Keempat, dampak langsung juga menyentuh pegawai ASN maupun PPPK. Ketiadaan bukti potong PPh Pasal 21 akan mempersulit pelaporan SPT Tahunan PPh Orang Pribadi. Pegawai bisa berhadapan dengan hambatan administratif hingga sanksi apabila terlambat atau tidak dapat melaporkan SPT-nya secara benar. Masalah yang sebenarnya bersumber dari kelalaian bendahara dapat menjalar menjadi persoalan kepatuhan individu.

Semua itu menunjukkan bahwa deposit pajak bukan sekadar persoalan teknis sistem. Ia menyentuh aspek tata kelola keuangan negara, hak fiskal daerah, kepatuhan perpajakan rekanan, hingga kewajiban individu ASN. Keteraturan pada tingkat administrasi bendahara menentukan wajah kepatuhan perpajakan secara lebih luas.

Karena itu, bendahara instansi pemerintah perlu menempatkan pemindahbukuan deposit pajak sebagai prioritas menjelang tutup tahun. Penyelesaian tidak cukup berhenti pada penyetoran deposit. Proses harus dituntaskan hingga bukti potong diterbitkan, diserahkan, dan SPT Masa dilaporkan sesuai ketentuan yang berlaku.

Tertib administrasi bukan sekadar formalitas. Ia merupakan bagian dari akuntabilitas publik serta cerminan profesionalisme birokrasi. Dalam konteks pembangunan fiskal nasional, kedisiplinan administrasi perpajakan menyumbang kepastian penerimaan negara dan memperkuat kemandirian pembiayaan pembangunan.

Bendahara instansi pemerintah memegang peran kunci dalam rantai tersebut. Dengan memastikan deposit pajak dipindahbukukan sesuai peruntukan, mereka tidak hanya memenuhi aturan, tetapi juga melindungi kepentingan keuangan negara, daerah, rekanan usaha, dan pegawai.
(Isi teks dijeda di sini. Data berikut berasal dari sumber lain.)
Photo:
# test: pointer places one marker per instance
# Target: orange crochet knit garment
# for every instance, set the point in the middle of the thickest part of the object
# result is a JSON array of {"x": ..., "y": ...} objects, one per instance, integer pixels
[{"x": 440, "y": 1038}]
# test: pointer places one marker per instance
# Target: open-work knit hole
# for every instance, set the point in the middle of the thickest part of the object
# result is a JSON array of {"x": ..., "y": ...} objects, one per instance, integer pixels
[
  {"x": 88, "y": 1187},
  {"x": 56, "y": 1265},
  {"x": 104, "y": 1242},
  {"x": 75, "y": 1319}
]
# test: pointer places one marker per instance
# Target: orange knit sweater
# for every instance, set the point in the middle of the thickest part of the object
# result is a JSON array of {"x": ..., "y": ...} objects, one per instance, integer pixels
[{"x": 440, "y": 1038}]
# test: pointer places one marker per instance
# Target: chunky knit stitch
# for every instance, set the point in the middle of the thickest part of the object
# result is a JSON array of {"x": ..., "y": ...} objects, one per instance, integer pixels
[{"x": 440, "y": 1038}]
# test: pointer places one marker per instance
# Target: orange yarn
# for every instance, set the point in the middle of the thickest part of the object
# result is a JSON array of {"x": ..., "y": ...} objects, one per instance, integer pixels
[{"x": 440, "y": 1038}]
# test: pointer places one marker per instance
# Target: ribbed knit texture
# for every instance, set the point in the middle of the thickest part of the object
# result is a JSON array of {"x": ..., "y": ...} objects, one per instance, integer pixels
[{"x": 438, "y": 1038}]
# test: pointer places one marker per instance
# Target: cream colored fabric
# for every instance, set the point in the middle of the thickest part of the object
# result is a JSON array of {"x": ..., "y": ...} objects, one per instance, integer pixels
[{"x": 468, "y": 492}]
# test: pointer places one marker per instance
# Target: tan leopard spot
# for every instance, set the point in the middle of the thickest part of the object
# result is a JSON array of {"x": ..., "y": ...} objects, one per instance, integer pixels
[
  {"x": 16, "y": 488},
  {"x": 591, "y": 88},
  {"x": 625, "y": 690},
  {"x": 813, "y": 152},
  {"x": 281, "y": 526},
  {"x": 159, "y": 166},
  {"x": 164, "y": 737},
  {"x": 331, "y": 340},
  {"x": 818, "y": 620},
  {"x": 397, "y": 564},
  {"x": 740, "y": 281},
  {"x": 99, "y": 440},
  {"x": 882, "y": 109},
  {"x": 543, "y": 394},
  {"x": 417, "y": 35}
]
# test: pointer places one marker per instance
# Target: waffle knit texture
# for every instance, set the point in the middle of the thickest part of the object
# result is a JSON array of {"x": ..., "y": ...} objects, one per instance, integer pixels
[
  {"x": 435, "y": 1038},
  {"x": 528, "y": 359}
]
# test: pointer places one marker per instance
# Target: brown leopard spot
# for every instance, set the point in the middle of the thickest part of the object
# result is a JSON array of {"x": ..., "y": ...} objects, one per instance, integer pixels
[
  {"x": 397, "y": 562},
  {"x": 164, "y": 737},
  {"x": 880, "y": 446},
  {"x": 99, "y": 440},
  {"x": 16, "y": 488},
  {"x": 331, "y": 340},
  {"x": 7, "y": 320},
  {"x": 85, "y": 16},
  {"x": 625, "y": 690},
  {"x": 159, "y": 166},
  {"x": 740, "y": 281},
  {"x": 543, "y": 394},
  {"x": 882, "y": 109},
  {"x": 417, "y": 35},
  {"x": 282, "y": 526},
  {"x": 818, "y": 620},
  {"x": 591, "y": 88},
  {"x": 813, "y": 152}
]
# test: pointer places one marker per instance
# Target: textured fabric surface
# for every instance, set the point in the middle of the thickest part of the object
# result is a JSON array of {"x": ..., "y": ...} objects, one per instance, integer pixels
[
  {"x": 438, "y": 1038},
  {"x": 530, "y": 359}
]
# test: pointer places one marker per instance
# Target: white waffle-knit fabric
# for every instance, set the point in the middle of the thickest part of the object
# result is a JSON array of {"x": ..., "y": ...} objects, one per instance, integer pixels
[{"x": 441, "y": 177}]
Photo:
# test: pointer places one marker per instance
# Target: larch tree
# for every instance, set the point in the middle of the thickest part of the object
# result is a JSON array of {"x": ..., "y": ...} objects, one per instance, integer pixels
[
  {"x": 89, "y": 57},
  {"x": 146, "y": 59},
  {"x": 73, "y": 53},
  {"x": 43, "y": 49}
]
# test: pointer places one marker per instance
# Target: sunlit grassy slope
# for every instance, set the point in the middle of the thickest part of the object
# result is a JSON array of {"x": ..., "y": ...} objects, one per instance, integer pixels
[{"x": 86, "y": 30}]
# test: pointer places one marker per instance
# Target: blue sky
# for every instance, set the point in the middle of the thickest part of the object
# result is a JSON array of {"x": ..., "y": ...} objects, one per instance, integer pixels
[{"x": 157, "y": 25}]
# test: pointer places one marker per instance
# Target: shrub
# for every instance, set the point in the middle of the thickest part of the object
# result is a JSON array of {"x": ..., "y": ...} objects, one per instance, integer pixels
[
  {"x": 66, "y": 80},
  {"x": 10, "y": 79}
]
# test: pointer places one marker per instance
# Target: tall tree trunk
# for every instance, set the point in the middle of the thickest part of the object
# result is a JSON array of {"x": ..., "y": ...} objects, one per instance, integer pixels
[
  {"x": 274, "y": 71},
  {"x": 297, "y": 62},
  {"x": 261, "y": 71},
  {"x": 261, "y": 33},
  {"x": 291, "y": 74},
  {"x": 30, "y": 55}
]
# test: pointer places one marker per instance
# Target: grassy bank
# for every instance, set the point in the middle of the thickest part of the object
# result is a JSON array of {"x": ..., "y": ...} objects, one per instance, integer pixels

Kepatuhan ini pada gilirannya menjadi kontribusi nyata bagi agenda pembangunan jangka panjang, termasuk visi Indonesia Emas 2045.

Keterlambatan pemindahbukuan sering kali berakar pada kekeliruan pemahaman maupun anggapan bahwa setoran deposit sudah cukup. Karena itu, penguatan literasi perpajakan bagi bendahara negara harus terus dilakukan. Sistem Coretax yang semakin terintegrasi justru menuntut ketelitian yang lebih tinggi agar setiap setoran benar-benar tersambung dengan kewajiban pajak yang tepat.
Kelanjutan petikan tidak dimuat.